PROHIBITING NATIONAL TESTING

· H.R. 1 prohibits federally sponsored national testing, federally controlled curriculum, as well as any mandatory national teacher test or certification.

THE PRESIDENT’S READING FIRST INITIATIVE

· H.R. 1 focuses on effective, proven methods of reading instruction and triples federal literacy funding from the present $300 million to $900 million in 2002.

· The President would spend $5 billion over the next five years on reading programs for children between kindergarten and third grade.

IMPROVING TEACHER QUALITY

· School districts will have the flexibility to use funds to reduce class sizes by recruiting, hiring, and training teachers, or on professional development.

MAKING SCHOOLS SAFER

· H.R. 1 authorizes the Safe and Drug-Free Schools program, the 21st Century Community Learning Centers Act, and the Gun Free Schools Act -- which helps states and local school districts fund drug and violence prevention programs and before- and after-school activities.

· As part of the broad effort to make schools safer, H.R. 1 allows teachers to remove violent and persistently disruptive students from the classroom without fear of legal repercussions.

IMPROVING MATH & SCIENCE EDUCATION

· H.R. 1 establishes the Math and Science Partnership program to provide grant funds for states to work in conjunction with institutions of higher education in strengthening K-12 math and science education.

· Partnerships will focus on strengthening math and science instruction in elementary and secondary schools and may include such activities as making math and science curricula more rigorous, improving professional development, and attracting math and science majors to teaching.

PROMOTING ENGLISH FLUENCY

· The bill holds states and school districts accountable for ensuring that students are proficient in English after three years of attending school in the United States.

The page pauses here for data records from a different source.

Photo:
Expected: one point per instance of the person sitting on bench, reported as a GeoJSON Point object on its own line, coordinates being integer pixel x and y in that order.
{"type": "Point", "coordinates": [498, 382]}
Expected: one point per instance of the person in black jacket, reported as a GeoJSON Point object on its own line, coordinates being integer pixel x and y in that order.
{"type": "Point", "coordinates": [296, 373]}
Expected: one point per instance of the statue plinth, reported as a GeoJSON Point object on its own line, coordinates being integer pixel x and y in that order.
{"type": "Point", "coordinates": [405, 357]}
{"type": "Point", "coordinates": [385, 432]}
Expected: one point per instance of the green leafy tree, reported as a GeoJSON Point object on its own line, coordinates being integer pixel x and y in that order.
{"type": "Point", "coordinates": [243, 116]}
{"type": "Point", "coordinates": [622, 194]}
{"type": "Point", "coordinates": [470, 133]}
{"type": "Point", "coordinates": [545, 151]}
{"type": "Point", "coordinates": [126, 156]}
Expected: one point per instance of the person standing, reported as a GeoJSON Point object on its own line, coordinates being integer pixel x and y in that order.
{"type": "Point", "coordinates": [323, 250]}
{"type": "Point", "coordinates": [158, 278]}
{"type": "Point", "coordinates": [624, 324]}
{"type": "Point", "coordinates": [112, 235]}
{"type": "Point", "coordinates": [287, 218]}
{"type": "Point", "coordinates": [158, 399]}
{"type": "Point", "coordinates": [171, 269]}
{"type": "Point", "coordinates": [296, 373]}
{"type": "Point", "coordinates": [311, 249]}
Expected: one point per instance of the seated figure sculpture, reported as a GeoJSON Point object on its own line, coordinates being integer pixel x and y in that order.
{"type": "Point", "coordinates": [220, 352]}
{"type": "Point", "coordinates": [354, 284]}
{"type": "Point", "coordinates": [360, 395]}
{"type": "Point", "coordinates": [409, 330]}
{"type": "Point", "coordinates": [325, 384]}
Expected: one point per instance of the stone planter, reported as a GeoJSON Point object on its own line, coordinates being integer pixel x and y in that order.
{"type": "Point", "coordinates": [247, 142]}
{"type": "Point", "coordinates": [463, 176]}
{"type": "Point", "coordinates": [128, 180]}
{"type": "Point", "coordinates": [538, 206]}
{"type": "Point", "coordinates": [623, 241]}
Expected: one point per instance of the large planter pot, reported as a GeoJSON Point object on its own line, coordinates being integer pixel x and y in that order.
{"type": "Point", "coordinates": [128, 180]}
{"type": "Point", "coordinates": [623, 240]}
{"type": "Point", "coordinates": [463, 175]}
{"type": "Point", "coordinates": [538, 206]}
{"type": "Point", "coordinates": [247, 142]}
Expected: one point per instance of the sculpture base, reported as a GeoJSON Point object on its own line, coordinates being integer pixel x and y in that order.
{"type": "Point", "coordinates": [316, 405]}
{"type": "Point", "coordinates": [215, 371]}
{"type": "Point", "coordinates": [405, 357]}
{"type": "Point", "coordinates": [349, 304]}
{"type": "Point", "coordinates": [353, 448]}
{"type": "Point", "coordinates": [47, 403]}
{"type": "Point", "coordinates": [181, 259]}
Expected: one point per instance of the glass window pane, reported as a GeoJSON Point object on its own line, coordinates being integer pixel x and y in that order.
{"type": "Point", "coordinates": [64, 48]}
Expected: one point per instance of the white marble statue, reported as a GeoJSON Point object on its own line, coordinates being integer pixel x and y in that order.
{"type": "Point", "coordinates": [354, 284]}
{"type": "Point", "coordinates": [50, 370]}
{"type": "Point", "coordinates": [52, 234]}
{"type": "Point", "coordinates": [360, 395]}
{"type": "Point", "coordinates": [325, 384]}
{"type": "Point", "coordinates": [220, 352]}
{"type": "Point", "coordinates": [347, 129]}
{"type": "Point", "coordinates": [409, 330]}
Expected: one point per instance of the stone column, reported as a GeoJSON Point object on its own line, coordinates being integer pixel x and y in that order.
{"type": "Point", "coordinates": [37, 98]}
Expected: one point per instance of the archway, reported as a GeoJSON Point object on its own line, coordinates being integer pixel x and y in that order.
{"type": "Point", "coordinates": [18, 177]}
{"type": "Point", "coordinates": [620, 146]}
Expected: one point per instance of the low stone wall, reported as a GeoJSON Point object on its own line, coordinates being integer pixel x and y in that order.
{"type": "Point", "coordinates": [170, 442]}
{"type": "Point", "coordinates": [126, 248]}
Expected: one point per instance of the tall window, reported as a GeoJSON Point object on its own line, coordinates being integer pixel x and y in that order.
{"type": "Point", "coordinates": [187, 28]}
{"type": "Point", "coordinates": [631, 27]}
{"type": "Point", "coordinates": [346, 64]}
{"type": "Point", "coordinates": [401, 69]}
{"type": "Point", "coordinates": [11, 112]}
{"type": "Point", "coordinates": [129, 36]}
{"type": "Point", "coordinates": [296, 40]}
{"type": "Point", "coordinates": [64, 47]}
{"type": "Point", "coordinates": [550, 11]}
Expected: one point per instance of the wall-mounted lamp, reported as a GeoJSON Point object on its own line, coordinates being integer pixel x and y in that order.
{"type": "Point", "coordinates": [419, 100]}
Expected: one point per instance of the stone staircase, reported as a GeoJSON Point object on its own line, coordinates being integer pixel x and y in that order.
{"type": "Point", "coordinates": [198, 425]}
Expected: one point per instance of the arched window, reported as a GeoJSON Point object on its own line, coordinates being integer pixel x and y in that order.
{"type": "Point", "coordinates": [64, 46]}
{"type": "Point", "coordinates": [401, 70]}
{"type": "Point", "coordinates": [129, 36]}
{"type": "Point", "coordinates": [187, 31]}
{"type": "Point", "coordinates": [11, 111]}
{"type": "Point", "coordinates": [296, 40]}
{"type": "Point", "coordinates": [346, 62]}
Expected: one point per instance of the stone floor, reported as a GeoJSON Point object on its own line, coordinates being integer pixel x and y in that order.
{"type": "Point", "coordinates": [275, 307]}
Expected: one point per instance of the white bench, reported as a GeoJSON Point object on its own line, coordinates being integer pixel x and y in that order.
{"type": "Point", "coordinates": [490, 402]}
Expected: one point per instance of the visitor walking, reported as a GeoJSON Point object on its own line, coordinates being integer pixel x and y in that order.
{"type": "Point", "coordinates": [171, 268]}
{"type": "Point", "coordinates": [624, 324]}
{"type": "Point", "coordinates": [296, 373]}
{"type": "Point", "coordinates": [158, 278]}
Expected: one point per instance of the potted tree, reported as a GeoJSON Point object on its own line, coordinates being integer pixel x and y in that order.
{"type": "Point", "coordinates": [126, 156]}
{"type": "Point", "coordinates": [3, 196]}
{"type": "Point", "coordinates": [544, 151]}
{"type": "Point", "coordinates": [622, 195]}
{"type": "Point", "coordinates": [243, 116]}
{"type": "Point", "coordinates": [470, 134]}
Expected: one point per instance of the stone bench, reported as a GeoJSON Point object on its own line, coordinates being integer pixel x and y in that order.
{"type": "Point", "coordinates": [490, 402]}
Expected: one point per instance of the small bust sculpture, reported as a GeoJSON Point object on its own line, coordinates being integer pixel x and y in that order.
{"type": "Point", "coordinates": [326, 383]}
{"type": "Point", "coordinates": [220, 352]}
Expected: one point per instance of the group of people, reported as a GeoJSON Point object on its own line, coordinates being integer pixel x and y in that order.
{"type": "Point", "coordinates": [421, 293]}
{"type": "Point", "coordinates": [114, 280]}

· It requires local educational agencies to obtain parental consent before placing children in an instructional program that is not taught primarily in English.

PROTECTING HOME SCHOOLS

· Home schools are freed from federal regulations not only in the Elementary and Secondary Education Act (H.R. 1) but also ALL programs administered through the U.S. Department of Education.
· The bill exempts all home schools and those private schools that do not use federal funds from all testing requirements referenced in H.R. 1.